2019 yılının üçüncü gününde Aziz Milletime sağlıklı, mutlu, huzurlu ve barış içinde, bereketi bol bir yıl diliyorum. 

Acı ve tatlı günlerini geride bıraktığımız 2018 yılı, 600 yıllık gurur abidemiz koca Osmanlı İmparatorluğunu tarihe gömen Birinci Cihan Harbini kaybedişimizin, 2019 yılı da Osmanlının külleri arasından neşet eden Efsane Kurtuluşumuzun yüzüncü yılları olmakla, tarihimizde özel ve anlamlı yer bulmaktadır. 

Malumları, Birinci Cihan Harbini; 

- Bulgaristan 29 Eylül 1918’de, 

- Osmanlı İmparatorluğu 30 Ekim 1918’de, 

- Avusturya Macaristan İmparatorluğu 3 Kasım 1918’de, 

- Almanya da 11 Kasım 1918’,de ateşkes anlaşmalarını imzalayarak sonlandırmışlardı. Ardından sıra barış antlaşmalarına geliyordu. 

Barış antlaşması için müttefikler, 18 Ocak 1919’da Paris’te Versailles Sarayında, tam Alman İmparatorluğunun kuruluşunun 48nci yıldönümü gününde toplandılar. 32 ülkenin delegelerinin katıldığı konferansta ABD, İngiltere, Fransa ve İtalya hakim rolünü oynuyorlardı. Buna rağmen menfaatlerin çatıştığı ve beklentilerin farklılığı nedeni ile ancak üç buçuk ayda, Almanya için hazırlanan barış antlaşması taslağı 7 Mayıs’ta Almanya’ya tebliğ edilebilmişti. Taslak üzerindeki müzakereler de 28 Haziran 1919’da tamamlanarak Versailles Antlaşması imzalanmıştı. 

Bu ilk antlaşma idi ve yedi buçuk ay sürmüştü. 
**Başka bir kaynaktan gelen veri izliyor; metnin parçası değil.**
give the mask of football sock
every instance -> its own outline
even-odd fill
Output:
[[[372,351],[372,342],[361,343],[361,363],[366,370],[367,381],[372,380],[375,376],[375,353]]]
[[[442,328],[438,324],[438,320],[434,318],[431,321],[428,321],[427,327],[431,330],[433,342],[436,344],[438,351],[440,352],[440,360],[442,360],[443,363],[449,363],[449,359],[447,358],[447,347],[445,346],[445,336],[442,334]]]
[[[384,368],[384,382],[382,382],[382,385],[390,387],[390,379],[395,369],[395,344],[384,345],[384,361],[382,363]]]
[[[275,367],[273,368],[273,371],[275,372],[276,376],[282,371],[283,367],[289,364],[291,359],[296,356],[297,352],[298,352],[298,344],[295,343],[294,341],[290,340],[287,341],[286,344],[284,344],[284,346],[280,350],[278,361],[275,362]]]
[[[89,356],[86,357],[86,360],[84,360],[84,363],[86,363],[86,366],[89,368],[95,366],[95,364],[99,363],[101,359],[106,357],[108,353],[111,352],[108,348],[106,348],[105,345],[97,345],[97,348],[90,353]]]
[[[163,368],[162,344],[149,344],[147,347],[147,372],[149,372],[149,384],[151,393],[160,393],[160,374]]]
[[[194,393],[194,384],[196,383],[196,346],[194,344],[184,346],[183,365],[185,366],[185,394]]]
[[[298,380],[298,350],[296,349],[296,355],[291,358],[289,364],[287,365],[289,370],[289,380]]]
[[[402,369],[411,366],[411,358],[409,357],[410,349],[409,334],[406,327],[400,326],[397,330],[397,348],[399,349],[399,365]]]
Bilahare üç buçuk  ay sonra Avusturya ile (10 Eylül 1919), iki buçuk ay sonra Bulgaristan’la (27 Kasım 1919) ve sekiz buçuk ay sonra 10 Ağustos 1920’de de Osmanlı İmparatorluğu ile antlaşma yapılabilmişti. 
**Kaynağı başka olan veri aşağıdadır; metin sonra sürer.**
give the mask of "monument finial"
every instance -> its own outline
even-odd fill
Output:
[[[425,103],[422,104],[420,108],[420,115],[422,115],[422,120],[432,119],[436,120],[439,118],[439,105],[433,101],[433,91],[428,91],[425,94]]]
Tabii bu antlaşmalardan, sadece Osmanlı Hükümetinin imzaladığı Sevr antlaşmasının uygulanamadığı malumlarıdır. 

Görüldüğü gibi ateşkes anlaşmalarını müteakip Birinci Dünya Harbini sonuçlandırma faaliyetlerinin ilk yüzüncü yıllarını bu yıl idrak edeceğiz. 

Birinci Dünya Harbi sonunda galipler masasındaki 28 devlet yanında İngiltere, Fransa ve İtalya’nın beklenti ve çıkarları, tabii karar safhasını etkilemiştir. 

İngiltere en büyük payı elde etme, Fransa 1870 yenilgisi ile kırılan milli gururunu tatmin etmenin yanında Almanya’ya yeni bir  rövanş verme çabası içinde idi. İtalya ise Doğu Akdeniz, Ege ve Anadolu’daki talepleri için Yunanistan’ın tercihi nedeni ile kendisini galiplerin fakir ortağı gibi görmenin sıkıntısını yaşıyordu. 

Bu anlaşmazlıklar nedeni ile Sevr Antlaşması Mondros Ateşkes Antlaşmasından tam 22 ay 10 gün sonra imzalanabilmiş ve bu sürecin 19 Mayıs 1919’a kadar olan kısmı Kurtuluş Savaşı hazırlıkları için kullanılmıştır. 

Bilahare Anadolu derlenip toplanmış, Kurtuluş Savaşı’nın siyasi ayağı, silahlı gücü ve konsepti oluşturulmuş, millet ayağa kaldırılarak ZAFER’e ulaşılmıştır. 

Mondros ile Sevr arasında, örneğin Almanya gibi daha kısa sürede yapılacak bir antlaşma, herhalde Kurtuluş Savaşını etkileyebilecek, belki de zora sokacaktı. 

Değerli okurlarım, 

Aynı şekilde 1974’te Kıbrıs Barış Harekâtı’nın hemen sonrasında Yunanistan’ı masaya oturtabilse idik bugün bölgede barış ve huzur hakim olurdu diye değerlendirmekteyim. 

1918 ve ilk yüzüncü yıldönümünde Efsane Kurtuluş Savaşımızın şan ve şeref dolu tarihinin başta üniversitelerimiz olmak üzere ilgili bütün kurum ve kuruluşlarca araştırılıp inceleneceğini ve yayınlanacağını bekleyip göreceğiz. 

Bu vesile ile tekrar barış ve huzur içinde bereketli yeni bir yıl diliyorum.